How does this 'backwards' kite foil work?!

This foil, just like this aeroplane, would be flying from left to right.
There’s been a couple of strange designs emerge in the kite foil world over the years, which haven’t really caught on. There was the twintip foil, the very first foil from North which joined the main and rear wings, and now there’s this from the kite brand Zeeko.

They call it the Spitfire, and say that it offers ‘carving potential above standard’. To most kite foilers, it looks like it’s completely backwards.

Most kite foils, have the big wing at the front, a mast which intersects just behind the big wing, then a long fuselage and little stabiliser at the back. Just like an aeroplane – big wing at the front, stabiliser at the back.

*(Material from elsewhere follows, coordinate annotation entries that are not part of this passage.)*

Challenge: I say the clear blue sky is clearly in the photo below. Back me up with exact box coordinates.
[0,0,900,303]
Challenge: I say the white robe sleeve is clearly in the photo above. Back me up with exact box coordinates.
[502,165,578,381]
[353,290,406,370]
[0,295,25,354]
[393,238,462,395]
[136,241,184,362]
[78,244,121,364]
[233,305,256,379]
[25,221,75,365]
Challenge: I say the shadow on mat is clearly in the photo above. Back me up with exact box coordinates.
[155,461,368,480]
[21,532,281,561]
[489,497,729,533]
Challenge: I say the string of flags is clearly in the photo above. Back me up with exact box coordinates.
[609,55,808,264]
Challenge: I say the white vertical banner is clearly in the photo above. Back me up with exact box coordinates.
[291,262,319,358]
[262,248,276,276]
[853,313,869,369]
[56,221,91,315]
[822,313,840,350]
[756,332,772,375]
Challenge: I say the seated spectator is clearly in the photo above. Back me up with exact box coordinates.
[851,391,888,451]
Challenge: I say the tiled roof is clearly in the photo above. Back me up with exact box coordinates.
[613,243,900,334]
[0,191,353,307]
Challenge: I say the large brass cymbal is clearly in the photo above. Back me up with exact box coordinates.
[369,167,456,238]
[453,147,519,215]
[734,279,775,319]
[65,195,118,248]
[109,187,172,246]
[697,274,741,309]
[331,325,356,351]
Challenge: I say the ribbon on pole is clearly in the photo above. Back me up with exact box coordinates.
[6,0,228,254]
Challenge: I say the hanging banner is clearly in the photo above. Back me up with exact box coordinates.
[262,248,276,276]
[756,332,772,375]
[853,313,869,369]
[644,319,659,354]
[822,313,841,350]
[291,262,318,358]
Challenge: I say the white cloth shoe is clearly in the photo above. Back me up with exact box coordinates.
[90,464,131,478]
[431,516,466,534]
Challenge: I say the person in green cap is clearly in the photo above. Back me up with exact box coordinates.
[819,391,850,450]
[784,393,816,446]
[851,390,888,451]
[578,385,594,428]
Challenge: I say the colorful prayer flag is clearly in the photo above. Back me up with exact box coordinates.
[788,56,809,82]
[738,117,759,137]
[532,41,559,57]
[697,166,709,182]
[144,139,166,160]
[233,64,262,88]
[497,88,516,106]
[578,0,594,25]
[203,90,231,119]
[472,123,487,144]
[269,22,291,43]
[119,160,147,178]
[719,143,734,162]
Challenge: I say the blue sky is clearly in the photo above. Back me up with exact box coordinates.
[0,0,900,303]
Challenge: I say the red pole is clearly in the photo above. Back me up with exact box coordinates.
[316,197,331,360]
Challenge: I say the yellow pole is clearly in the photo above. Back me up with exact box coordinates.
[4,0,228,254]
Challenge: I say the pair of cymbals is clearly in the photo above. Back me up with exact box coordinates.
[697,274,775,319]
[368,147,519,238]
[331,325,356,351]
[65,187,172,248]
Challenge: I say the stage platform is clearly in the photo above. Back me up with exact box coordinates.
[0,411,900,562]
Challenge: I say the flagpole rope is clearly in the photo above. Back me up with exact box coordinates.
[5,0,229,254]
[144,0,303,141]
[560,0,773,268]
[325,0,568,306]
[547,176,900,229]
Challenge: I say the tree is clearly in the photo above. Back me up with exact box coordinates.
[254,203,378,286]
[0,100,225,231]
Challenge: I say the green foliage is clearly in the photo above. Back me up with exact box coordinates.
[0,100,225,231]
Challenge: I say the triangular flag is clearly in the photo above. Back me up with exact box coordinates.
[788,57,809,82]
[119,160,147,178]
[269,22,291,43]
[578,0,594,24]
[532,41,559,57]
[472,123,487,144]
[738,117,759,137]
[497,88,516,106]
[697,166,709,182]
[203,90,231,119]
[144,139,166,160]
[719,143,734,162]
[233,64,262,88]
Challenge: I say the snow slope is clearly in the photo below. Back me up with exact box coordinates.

This one, has a big wing at the BACK, and the mast at the back. And a little stabiliser at the FRONT! Some aeroplanes do this too, and it’s called a Canard configuration. Renowned for its safety, the canard is a niche design in aviation which hasn’t really caught on. Will it be the next big thing in hydrofoils though?

So how does it work? Well the basics are exactly the same, the main wing lifts, the stabiliser stabilises. Except with a canard, the stabiliser provides lift. So both the foils are providing lift, which seems efficient right? With a conventional foil, the stabiliser actually pulls the tail of the foil down to provide its stabilising effect. This means it’s pulling the foil back down, contrary to the whole point of a foil.

There’s a whole heap of other little intricacies of canards that are well documented in aviation, but overall the complexity is outweighed by the benefits. When it comes to foils however, which use weight shift to rid the foil of moving parts – the canard might actually work!